Consumers, myself included - need to be more wary than ever of the unscrupulous methods that Credit Card companies are using to separate more of your hard earned money from you.
It's important to read the fine print on your credit card agreement
The Universal Default Clause means that even if you pay your credit card bill timely without ever having the slightest problem, the credit card company can increase your rate if for example you paid your phone bill late.
The internet is rife with stories from people all over the US that have had the awful experience of having their rates go as high as 29%.
In many cases the jump in rate was not even attributed to a late payment in another area of credit, just making an additional purchase or opening of another tradeline or account has caused many to have their cards interest rate increased.
Banks are consistently monitoring credit info and increasing rates even where it seems unjustified.I read about one case in particular whereby the consumer obtained a low rate card at 4.5% with a 15k line of credit.

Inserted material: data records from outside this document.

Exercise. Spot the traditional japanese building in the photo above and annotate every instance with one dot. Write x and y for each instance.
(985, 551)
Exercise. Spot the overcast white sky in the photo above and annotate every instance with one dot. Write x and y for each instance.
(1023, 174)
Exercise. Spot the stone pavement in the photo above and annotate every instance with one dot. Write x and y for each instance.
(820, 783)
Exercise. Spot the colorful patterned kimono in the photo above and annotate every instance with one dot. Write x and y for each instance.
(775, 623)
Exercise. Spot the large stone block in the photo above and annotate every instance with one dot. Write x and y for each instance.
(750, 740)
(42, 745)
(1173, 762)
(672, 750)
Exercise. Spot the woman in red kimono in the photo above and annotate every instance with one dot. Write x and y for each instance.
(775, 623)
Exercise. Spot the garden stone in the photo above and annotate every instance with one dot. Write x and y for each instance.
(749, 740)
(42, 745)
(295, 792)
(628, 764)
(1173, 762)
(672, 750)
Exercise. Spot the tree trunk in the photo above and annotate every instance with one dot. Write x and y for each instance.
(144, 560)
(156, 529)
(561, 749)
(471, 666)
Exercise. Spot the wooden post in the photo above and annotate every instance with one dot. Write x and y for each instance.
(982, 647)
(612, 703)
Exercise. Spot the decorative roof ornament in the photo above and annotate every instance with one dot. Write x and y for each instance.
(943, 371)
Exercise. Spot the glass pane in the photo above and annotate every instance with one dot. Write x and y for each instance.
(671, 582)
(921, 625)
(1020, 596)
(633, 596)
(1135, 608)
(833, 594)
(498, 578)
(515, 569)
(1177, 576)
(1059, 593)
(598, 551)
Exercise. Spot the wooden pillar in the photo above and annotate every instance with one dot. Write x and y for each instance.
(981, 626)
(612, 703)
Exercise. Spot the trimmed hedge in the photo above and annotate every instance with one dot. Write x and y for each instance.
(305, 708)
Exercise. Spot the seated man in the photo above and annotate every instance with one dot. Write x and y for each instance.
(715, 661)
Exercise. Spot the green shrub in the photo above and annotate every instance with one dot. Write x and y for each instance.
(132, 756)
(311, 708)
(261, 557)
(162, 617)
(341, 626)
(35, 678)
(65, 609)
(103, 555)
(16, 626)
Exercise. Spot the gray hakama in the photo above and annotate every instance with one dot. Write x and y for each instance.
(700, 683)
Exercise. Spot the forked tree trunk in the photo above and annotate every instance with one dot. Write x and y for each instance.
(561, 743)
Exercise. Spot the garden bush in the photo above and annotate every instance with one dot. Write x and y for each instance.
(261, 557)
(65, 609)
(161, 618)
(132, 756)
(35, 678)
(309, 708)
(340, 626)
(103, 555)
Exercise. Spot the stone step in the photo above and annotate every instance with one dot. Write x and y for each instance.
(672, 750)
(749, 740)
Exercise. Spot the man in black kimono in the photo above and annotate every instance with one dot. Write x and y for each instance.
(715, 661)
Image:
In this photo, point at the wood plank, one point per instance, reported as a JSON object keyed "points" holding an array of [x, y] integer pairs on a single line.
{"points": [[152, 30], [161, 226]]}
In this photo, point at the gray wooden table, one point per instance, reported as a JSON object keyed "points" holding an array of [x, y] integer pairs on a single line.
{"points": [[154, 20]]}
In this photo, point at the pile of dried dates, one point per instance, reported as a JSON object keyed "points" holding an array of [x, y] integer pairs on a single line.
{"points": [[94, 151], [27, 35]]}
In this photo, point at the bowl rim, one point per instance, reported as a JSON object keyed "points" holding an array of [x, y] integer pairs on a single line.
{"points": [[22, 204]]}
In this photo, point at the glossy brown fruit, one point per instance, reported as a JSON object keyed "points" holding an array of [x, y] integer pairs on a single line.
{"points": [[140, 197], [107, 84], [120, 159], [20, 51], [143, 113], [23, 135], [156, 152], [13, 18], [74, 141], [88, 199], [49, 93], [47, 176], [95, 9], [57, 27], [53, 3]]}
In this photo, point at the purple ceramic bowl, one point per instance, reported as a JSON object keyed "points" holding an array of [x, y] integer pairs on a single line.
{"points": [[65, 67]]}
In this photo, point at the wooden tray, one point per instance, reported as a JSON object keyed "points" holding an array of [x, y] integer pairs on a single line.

When the consumer used 9k to have home improvement work done to install a ramp for a disabled parent the creditor slashed the available balance and increased the rate to 24% and the consumer started to recieve harassing phone calls even though she never paid any bills late, even when she paid the bill down to half the calls continued.
In 1996, the U.S. Supreme Court in Smiley vs. Citibank lifted the existing restrictions on late penalty fees. Back then, fees ran to $5 or $10, and usually did not exceed $15. After the Court's decision, fees soared, reaching upwards of $30. Since then, the amount of revenue the companies generate from fees (including late charges, over-the-limit fees, and charges for returned checks) has doubled.
Check the fine print, there is pending legislation to try a put a halt to most of these practices hopefully some of it will be successful in stopping these practice.